Back home, in Tula Chak, Manjhi would have worked with his three brothers on their family’s farm, where they usually grow wheat and maize. But his share from 2 bighas (1.2 acres) of the land would be less than his earnings in Tiruppur – which is why he left home to work, he says. In Manjhi’s absence, his wife, Kiran Devi, 26, takes care of their plot.
The situation improved for Manjhi and his co-workers after the factory owners started sending them rations from May 19. He has only Rs. 500 left, and is hoping the factory will reopen so that he can earn again and send money home.
Back in Ghatera village, Yadav is considering fallback options. “I’ll look for NREGA work [at rural employment guarantee scheme sites], which is yet to start here,” he says.
In Varanasi, Abhishek Kumar, owner of The Flavours restaurant, and Yadav’s employer, says that all 16 of his staff members have returned to their hometowns in Bihar and Tamil Nadu. “Most of the chefs have refused to come back.
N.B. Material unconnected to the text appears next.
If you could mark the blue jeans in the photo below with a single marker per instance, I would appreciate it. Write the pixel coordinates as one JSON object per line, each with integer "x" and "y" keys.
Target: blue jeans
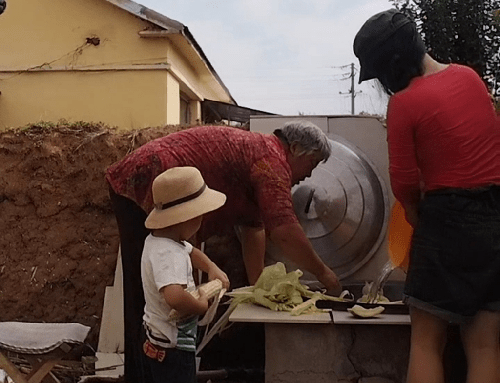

I won’t be able to restart the business soon, even if the lockdown is lifted,” he says.
Paswan too is waiting for work at MGNREGA sites to start in Mayapur, and he will look for work in local eateries. His share from his family’s farm in Mayapur – income that is divided among 10 members of his joint family – is too little to sustain his family, he says.
He remains hopeful of an opportunity that could take him back to Varanasi. He and Sabita have left their belongings in their rented house there. “The owner has not agreed to drop the rent. When I am back I’ll have to pay him 2,000 rupees for each month that I am not there,” Paswan says.
Until then, he will take up road construction jobs or dig trenches. “Do I have any other option? he asks. “I have to take up whatever work is available to feed my children.”